Toxicity of Protease-Resistant Domains from the Delta-Endotoxin of Bacillus thuringiensis subsp. israelensis in Culex quinquefasciatus and Aedes aegypti Bioassays

Authors

Mary Ann Pfannenstiel, University of Nebraska-Lincoln
William C. Cray Jr., University of Nebraska-Lincoln
Graham Couche, University of Nebraska-Lincoln
Kenneth W. Nickerson, University of Nebraska-LincolnFollow

Document Type

Article

Date of this Version

January 1990

Comments

Published in APPLIED AND ENVIRONMENTAL MICROBIOLOGY, Jan. 1990, p. 162-166 Vol. 56, No. 1. Copyright 1990, American Society for Microbiology.
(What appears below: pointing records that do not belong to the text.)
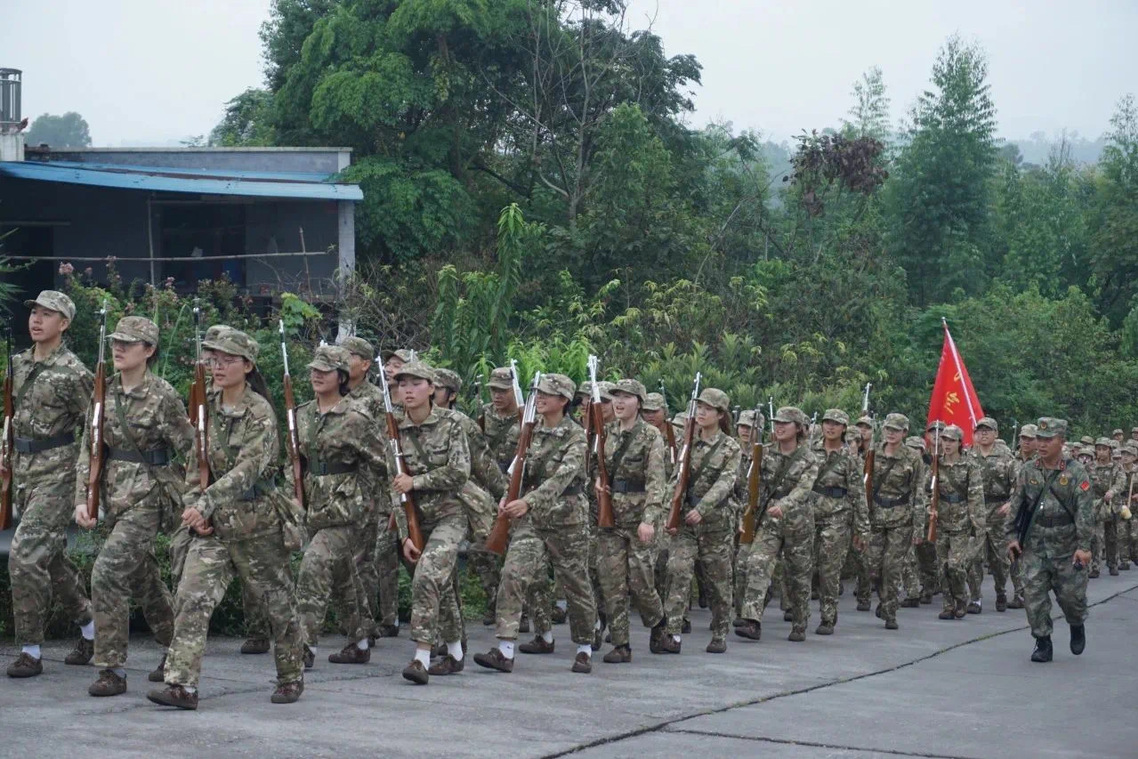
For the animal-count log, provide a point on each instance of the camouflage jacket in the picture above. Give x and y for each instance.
(436, 455)
(840, 470)
(554, 480)
(711, 481)
(54, 404)
(1063, 519)
(641, 465)
(961, 506)
(898, 489)
(496, 428)
(244, 450)
(788, 479)
(998, 469)
(156, 420)
(341, 453)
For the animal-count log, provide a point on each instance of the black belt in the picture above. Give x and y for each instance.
(1055, 520)
(627, 486)
(323, 469)
(156, 458)
(39, 445)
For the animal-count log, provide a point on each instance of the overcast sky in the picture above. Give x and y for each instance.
(154, 71)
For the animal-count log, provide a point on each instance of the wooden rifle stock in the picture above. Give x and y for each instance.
(98, 406)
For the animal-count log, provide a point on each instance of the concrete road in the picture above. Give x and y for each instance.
(932, 689)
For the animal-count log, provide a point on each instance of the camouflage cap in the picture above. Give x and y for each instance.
(234, 343)
(55, 300)
(1049, 427)
(836, 415)
(330, 359)
(716, 398)
(448, 379)
(417, 369)
(896, 421)
(502, 378)
(632, 387)
(790, 414)
(360, 347)
(557, 385)
(135, 329)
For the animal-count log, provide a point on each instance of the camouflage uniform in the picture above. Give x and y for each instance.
(898, 508)
(961, 516)
(341, 453)
(998, 469)
(554, 529)
(637, 484)
(840, 512)
(51, 398)
(786, 483)
(1061, 522)
(141, 491)
(248, 541)
(710, 492)
(437, 458)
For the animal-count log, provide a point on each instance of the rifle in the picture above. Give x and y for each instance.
(604, 517)
(753, 483)
(684, 461)
(668, 431)
(934, 496)
(99, 405)
(393, 436)
(198, 405)
(8, 440)
(500, 535)
(294, 435)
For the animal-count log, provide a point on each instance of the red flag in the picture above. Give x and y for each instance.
(954, 399)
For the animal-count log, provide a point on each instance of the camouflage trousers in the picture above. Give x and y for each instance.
(832, 539)
(888, 550)
(566, 549)
(433, 578)
(955, 552)
(330, 550)
(792, 541)
(211, 566)
(711, 547)
(125, 567)
(1041, 576)
(626, 570)
(386, 561)
(38, 563)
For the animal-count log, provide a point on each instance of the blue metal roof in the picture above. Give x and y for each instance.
(197, 181)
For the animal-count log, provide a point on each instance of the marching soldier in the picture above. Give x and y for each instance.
(145, 427)
(51, 389)
(1050, 531)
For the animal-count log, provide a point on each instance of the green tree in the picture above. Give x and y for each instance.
(939, 200)
(67, 131)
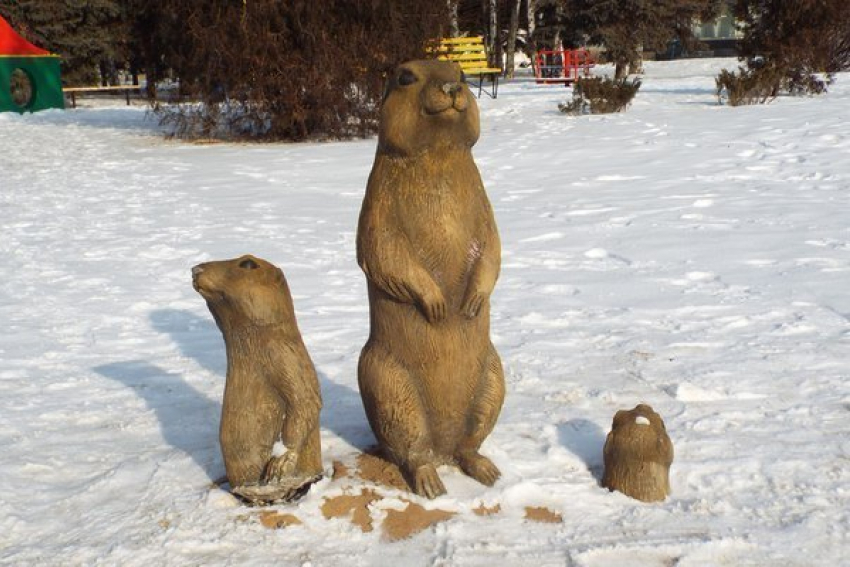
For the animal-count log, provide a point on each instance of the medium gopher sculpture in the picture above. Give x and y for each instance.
(430, 379)
(270, 416)
(638, 454)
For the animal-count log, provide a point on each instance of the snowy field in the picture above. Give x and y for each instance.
(688, 255)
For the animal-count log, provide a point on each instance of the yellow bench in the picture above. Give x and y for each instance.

Used by permission.

Abstract

The mosquitocidal glycoprotein endotoxin of Bacillus thuringiensis subsp. israelensis was digested with chymotrypsin to yield protease-resistant domains which were then separated from smaller protease digestion products by high-performance liquid chromatography. Once purified, the domains no longer bound wheat germ agglutinin, a lectin which binds N-acetylglucosamine (GlcNAc) and GlcNAc oligomers. Purified protease-resistant domains were as toxic for Culex quinquefasciatus larvae as intact solubilized toxin. In separate experiments, the toxicity of chymotrypsin-digested endotoxin for Aedes aegypti larvae was reduced fivefold or more. A model is presented in which GlcNAc-containing oligosaccharides are required for toxicity for A. aegypti larvae but not C. quinquefasciatus larvae.